Lake Titicaca can just about be made out in the far distance.
PICT0099 by
Tim Pearce, on Flickr
Here's me, looking happy but slightly out of focus. Perhaps that's a good thing. Beyond me is the chain of the Andes - lots and lots of Andes.
PICT0098 by
Tim Pearce, on Flickr
My companions enjoying the two options offered by the summit (a) enjoy the view (b) lie down in utter exhaustion.
PICT0096 by
Tim Pearce, on Flickr
My big grin is more in focus on this one. Behind me is the bulge of the overhanging summit cornice.
IMG_7012 by
Tim Pearce, on Flickr
We were in no hurry to leave. The views were mesmerising: it was as if we were standing in Space looking down at the detached planet below us.
PICT3107 by
Tim Pearce, on Flickr
I can't put that time I spent on the mountain-top into words - but Frank Smythe tried to, describing his ascent of the Mana Peak (at the time, I think, the highest climb done by humans).

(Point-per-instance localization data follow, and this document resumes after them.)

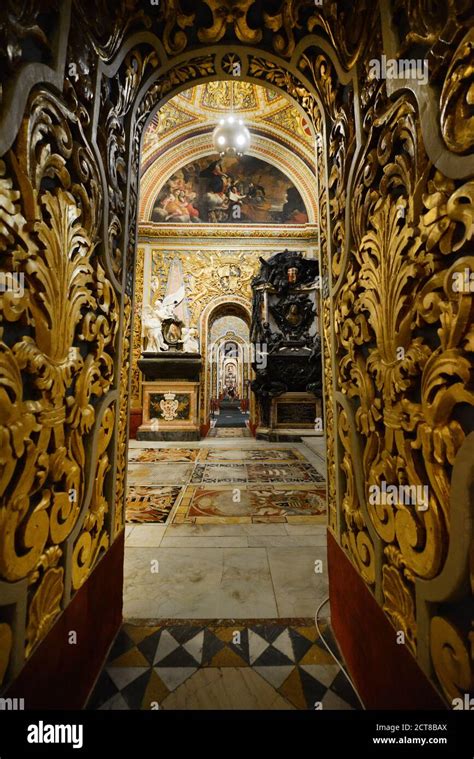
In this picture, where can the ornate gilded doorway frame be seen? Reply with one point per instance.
(395, 221)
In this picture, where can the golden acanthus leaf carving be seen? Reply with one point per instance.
(225, 12)
(45, 607)
(355, 538)
(94, 537)
(457, 99)
(173, 16)
(399, 604)
(451, 657)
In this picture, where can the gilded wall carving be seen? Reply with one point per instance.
(396, 209)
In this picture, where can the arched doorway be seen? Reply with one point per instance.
(380, 166)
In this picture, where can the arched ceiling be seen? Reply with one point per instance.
(183, 127)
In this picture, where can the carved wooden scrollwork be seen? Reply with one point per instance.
(396, 220)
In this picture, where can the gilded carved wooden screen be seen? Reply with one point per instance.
(396, 211)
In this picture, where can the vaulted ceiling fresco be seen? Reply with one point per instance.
(182, 129)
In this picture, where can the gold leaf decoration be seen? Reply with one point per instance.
(451, 656)
(44, 607)
(399, 605)
(226, 12)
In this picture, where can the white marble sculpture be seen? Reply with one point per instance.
(153, 317)
(152, 332)
(190, 341)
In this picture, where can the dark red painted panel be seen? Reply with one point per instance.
(60, 675)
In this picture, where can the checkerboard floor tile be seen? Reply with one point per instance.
(270, 664)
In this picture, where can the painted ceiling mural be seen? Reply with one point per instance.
(229, 190)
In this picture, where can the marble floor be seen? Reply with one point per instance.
(202, 555)
(225, 567)
(271, 665)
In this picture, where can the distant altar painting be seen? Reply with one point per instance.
(229, 190)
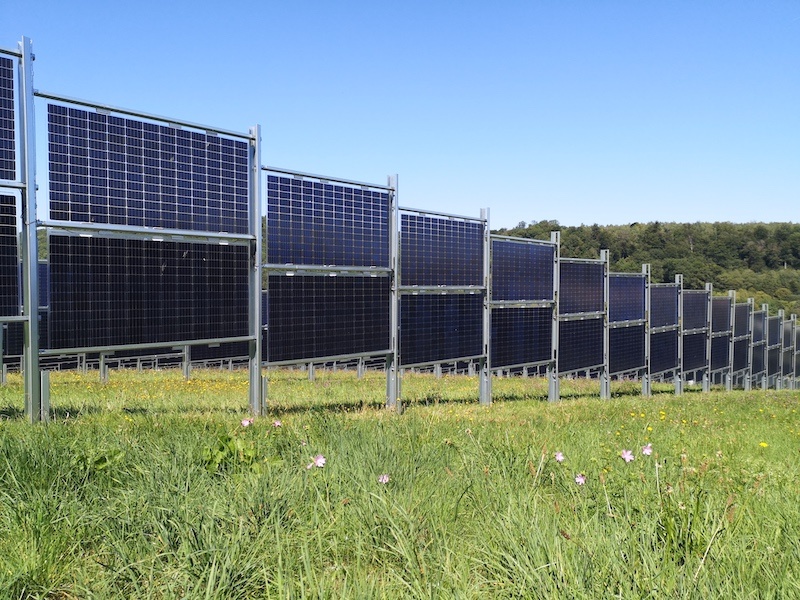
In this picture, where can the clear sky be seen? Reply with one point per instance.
(600, 111)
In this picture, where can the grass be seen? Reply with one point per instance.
(149, 486)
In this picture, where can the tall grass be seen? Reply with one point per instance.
(151, 487)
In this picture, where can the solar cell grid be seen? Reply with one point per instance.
(440, 251)
(8, 161)
(111, 292)
(720, 314)
(581, 287)
(695, 309)
(440, 327)
(319, 316)
(316, 223)
(521, 336)
(663, 351)
(9, 258)
(626, 349)
(664, 306)
(580, 345)
(522, 271)
(122, 171)
(626, 297)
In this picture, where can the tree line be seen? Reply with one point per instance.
(758, 260)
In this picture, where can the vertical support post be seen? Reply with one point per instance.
(485, 393)
(393, 400)
(605, 377)
(257, 399)
(29, 247)
(553, 382)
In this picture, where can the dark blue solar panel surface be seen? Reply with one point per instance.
(694, 352)
(522, 271)
(720, 314)
(626, 349)
(741, 355)
(773, 331)
(439, 328)
(8, 162)
(720, 352)
(108, 169)
(759, 326)
(320, 316)
(314, 223)
(521, 336)
(663, 306)
(580, 344)
(741, 320)
(663, 351)
(123, 291)
(695, 309)
(9, 258)
(625, 297)
(581, 287)
(440, 251)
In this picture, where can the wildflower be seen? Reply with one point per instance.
(316, 461)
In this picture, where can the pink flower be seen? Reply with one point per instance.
(317, 461)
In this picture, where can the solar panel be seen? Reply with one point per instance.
(720, 314)
(626, 349)
(9, 258)
(110, 292)
(319, 316)
(114, 170)
(663, 351)
(663, 305)
(440, 251)
(318, 223)
(695, 309)
(694, 352)
(580, 344)
(626, 297)
(522, 271)
(720, 352)
(8, 162)
(581, 287)
(440, 327)
(521, 336)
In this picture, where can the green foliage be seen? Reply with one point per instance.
(758, 260)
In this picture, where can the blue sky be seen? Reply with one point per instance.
(607, 112)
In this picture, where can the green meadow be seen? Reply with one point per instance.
(150, 486)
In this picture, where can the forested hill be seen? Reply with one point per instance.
(758, 260)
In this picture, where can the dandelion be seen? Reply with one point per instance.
(317, 461)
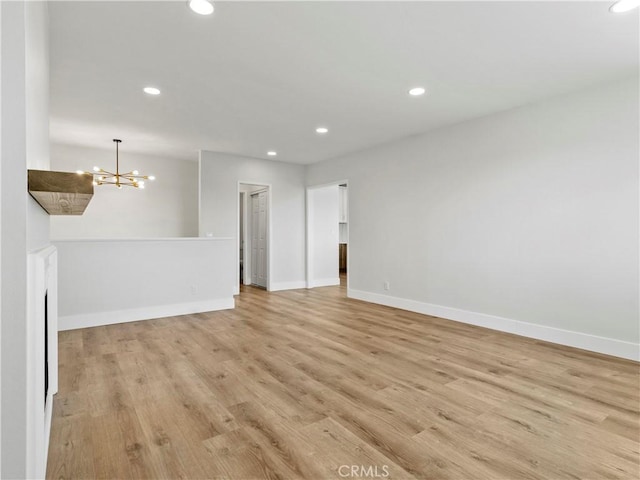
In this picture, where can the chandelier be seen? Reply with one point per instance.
(129, 179)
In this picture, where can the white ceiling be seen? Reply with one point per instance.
(258, 76)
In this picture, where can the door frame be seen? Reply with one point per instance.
(309, 214)
(245, 230)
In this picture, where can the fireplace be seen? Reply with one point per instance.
(42, 355)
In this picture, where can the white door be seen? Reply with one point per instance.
(259, 239)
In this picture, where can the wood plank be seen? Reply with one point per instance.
(295, 384)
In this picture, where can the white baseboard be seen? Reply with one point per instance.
(276, 286)
(609, 346)
(71, 322)
(324, 282)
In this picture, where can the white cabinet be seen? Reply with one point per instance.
(344, 210)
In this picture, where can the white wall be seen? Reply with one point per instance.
(113, 281)
(322, 236)
(24, 144)
(219, 177)
(166, 207)
(525, 216)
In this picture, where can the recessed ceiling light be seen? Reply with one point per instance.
(622, 6)
(201, 7)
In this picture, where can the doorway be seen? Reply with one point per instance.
(327, 235)
(253, 235)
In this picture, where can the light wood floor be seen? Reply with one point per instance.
(297, 384)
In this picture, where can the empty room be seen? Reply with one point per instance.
(320, 240)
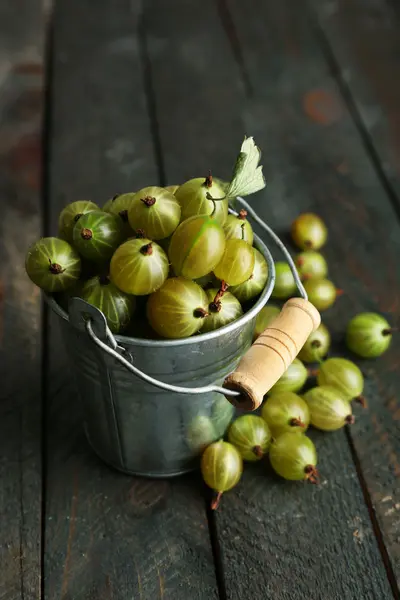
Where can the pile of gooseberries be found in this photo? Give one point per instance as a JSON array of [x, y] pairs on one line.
[[177, 252]]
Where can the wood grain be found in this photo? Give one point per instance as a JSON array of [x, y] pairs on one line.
[[314, 160], [108, 535], [21, 108]]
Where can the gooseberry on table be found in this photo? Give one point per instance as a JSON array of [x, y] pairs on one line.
[[285, 412], [255, 284], [309, 232], [116, 306], [294, 457], [368, 335], [139, 267], [321, 292], [196, 247], [316, 346], [53, 264], [237, 262], [285, 285], [156, 211], [329, 410], [70, 215], [97, 235], [292, 379], [311, 265], [250, 434], [221, 467], [178, 309], [223, 308], [194, 196], [238, 227]]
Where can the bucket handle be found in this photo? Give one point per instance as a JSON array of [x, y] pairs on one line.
[[278, 345]]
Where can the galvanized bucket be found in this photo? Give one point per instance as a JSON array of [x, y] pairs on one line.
[[152, 406]]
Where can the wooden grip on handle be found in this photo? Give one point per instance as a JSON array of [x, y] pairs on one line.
[[272, 353]]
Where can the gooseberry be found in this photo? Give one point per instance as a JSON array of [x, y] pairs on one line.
[[196, 247], [311, 264], [368, 335], [139, 267], [321, 292], [97, 234], [194, 197], [264, 318], [250, 434], [344, 375], [285, 412], [116, 306], [294, 457], [223, 308], [316, 346], [237, 262], [52, 264], [238, 227], [178, 309], [156, 211], [292, 379], [221, 468], [70, 215], [329, 410], [309, 232], [285, 285], [255, 284]]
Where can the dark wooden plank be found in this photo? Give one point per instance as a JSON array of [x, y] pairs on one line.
[[286, 538], [108, 535], [21, 108], [362, 42]]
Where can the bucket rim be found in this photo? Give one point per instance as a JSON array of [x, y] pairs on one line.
[[200, 337]]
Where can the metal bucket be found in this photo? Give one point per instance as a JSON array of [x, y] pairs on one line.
[[152, 406]]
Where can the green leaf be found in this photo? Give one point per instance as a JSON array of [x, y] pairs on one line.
[[247, 175]]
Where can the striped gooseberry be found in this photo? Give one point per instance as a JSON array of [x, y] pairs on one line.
[[316, 346], [139, 267], [223, 308], [53, 264], [196, 247], [156, 211], [237, 262], [195, 195], [311, 265], [285, 412], [97, 235], [321, 292], [116, 306], [238, 227], [264, 318], [221, 468], [292, 379], [329, 410], [70, 215], [368, 335], [178, 309], [250, 434], [344, 375], [309, 232], [294, 457], [285, 285], [255, 284]]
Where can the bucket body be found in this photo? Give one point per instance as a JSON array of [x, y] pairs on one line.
[[135, 426]]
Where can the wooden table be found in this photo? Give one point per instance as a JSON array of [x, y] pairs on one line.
[[160, 91]]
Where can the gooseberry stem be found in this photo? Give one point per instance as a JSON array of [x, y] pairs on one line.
[[147, 249], [215, 502], [258, 451], [312, 474]]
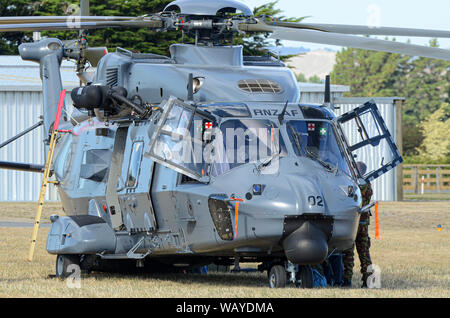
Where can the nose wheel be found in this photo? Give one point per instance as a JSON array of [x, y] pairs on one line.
[[67, 265], [301, 276], [277, 277]]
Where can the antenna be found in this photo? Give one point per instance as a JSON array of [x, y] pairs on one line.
[[327, 90], [191, 87], [327, 97], [283, 112], [84, 8]]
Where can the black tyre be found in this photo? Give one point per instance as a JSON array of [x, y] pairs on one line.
[[305, 276], [66, 265], [277, 277]]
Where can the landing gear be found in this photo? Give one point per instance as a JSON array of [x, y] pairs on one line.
[[281, 274], [277, 277], [305, 277], [67, 265]]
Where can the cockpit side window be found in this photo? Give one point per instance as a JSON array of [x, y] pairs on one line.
[[313, 138], [240, 141]]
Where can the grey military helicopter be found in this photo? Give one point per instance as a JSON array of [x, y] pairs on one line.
[[205, 156]]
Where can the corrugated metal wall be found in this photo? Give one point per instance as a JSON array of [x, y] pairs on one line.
[[20, 108], [385, 186]]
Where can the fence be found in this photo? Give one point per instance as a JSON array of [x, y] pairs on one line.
[[436, 178]]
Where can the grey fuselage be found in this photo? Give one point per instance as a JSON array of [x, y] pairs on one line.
[[172, 215]]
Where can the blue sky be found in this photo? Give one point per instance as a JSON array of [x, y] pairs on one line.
[[423, 14]]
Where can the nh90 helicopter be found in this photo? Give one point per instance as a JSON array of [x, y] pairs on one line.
[[205, 156]]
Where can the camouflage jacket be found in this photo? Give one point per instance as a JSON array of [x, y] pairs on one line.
[[366, 193]]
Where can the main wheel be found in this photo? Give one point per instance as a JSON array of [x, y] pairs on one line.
[[305, 276], [277, 277], [66, 265]]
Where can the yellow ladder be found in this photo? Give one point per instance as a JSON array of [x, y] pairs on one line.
[[47, 170]]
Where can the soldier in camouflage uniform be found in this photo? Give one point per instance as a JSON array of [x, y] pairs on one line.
[[362, 241]]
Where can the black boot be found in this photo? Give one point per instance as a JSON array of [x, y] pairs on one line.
[[347, 283]]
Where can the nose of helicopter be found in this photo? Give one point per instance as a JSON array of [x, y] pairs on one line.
[[307, 245]]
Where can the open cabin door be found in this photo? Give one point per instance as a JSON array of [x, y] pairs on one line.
[[180, 139], [369, 141]]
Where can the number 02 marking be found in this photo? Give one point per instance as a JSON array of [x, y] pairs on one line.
[[315, 200]]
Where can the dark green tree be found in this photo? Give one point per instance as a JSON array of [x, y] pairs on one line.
[[423, 82], [138, 40]]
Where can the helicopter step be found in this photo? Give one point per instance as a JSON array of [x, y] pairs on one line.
[[130, 254]]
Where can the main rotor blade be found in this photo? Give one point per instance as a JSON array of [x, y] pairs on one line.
[[364, 30], [59, 19], [75, 24], [358, 42]]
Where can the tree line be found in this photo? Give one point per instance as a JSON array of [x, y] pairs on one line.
[[424, 82]]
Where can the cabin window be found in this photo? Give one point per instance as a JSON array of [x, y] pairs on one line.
[[316, 139], [135, 164], [95, 164], [181, 139], [241, 141], [260, 86]]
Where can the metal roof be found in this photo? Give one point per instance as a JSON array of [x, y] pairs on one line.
[[320, 88]]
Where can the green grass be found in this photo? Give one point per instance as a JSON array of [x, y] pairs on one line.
[[412, 254], [427, 196]]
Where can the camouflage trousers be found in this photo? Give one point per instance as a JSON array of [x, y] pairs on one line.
[[362, 243]]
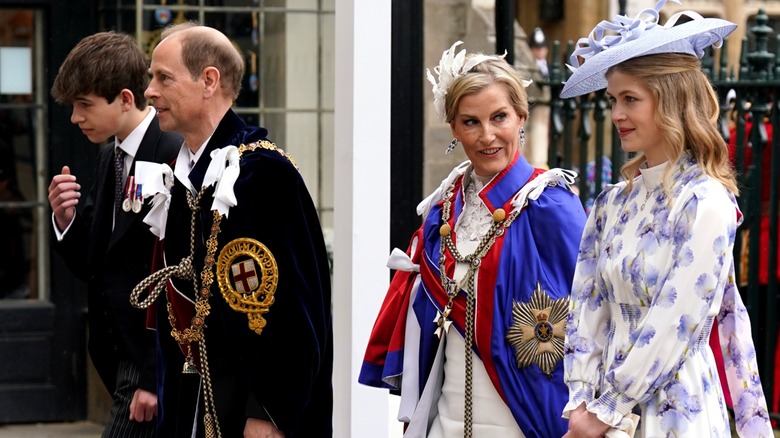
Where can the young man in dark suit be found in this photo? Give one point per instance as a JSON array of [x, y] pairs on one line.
[[105, 242]]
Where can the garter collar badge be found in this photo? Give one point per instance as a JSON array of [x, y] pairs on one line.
[[538, 330], [247, 276]]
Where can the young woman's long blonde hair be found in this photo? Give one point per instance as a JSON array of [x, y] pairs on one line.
[[686, 113]]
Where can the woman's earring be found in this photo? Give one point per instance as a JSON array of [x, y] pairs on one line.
[[451, 146]]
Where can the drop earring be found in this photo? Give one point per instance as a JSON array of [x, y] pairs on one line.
[[451, 146]]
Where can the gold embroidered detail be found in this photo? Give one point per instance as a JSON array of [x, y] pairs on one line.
[[265, 144], [247, 275], [538, 331]]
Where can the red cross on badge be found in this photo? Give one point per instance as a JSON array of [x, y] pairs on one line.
[[245, 276]]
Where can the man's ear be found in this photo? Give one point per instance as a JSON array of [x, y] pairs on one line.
[[126, 99], [210, 78]]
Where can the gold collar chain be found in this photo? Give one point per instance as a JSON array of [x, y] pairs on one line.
[[497, 229]]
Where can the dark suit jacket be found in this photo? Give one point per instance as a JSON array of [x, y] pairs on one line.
[[283, 374], [113, 262]]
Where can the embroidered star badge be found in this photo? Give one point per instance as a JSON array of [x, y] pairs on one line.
[[538, 330]]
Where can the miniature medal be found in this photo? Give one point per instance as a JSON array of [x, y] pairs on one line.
[[137, 200], [127, 203]]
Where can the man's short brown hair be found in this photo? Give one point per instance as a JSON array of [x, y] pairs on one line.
[[104, 63]]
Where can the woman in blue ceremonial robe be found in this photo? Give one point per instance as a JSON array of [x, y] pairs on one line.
[[471, 331]]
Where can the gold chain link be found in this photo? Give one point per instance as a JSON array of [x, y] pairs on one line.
[[473, 260]]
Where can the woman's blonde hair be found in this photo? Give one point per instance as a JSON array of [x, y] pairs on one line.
[[486, 73], [686, 113]]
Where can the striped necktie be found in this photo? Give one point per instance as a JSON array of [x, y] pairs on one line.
[[119, 173]]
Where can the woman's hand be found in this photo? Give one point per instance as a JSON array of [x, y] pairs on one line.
[[584, 424]]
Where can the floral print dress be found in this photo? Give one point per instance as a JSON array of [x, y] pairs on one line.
[[654, 270]]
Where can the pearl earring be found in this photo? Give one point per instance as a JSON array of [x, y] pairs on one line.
[[451, 146]]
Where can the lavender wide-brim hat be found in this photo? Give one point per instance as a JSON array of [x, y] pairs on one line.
[[641, 36]]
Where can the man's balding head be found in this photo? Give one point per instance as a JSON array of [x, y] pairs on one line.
[[203, 46]]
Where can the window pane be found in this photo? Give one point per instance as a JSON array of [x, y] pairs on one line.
[[301, 59], [327, 58], [16, 227], [20, 159]]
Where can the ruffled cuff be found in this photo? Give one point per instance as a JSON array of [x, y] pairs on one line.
[[579, 392], [612, 408]]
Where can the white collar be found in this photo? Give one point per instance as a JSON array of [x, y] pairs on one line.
[[133, 141]]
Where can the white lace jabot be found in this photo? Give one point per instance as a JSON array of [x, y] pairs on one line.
[[475, 220]]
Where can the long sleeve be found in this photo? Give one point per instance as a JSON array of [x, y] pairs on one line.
[[585, 338], [739, 353], [679, 318]]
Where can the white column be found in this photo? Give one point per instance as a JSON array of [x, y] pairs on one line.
[[362, 207]]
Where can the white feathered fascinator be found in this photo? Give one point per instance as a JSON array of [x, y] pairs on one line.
[[451, 67]]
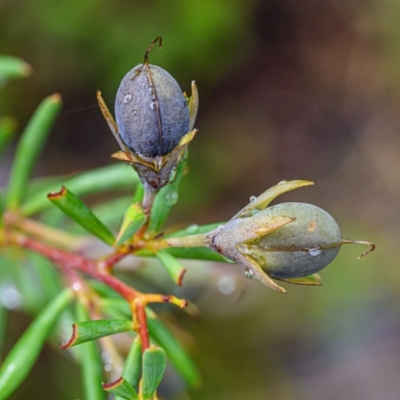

"It was as though I had been led blindfold up the mountain and the bandage had been removed on the summit. It was this, more than any sense of “conquest” or achievement, that made my few minutes on the summit unforgettable, so that if I live to be old and feeble I can still mount the golden stairs of memory to inspiration and contentment.
I seemed on the very boundary of things knowable and things unknowable."
http://www.caravanmagazine.in/vantage/s%20...%20Gw4mt.dpuf But, to misquote Wittgenstein, things that are unknowable ... well, they have to stay unknowable. We can't stay up here for ever - might miss the afternoon cuppa back at the camp!
The abseils to descend were... interesting. Sadly I had used up the last of my film, so it is unrecorded. However here is another photo of a picture from that book in La Paz, showing the abseil, looking almost vertically down from Huayna's summit.
PICT3110 by
Tim Pearce, on Flickr
Once we reached the flatter ground at the bottom of the abseils, of course we started thinking about the bergschrund and the ladders. Suffice to say that the moment I had descended the ladders and put my feet back onto the snow was one of the best of my life.
We got back to the camp at around 2pm, and the next morning we packed up camp and did the easy scramble back down to the road and the Jeep. It had been an unforgettable experience: unforgettable in exactly the way Frank Smythe described. I can still recall that half-hour on the summit more clearly than some things that happened earlier this week.
Or is that my Alzheimer's starting to kick in?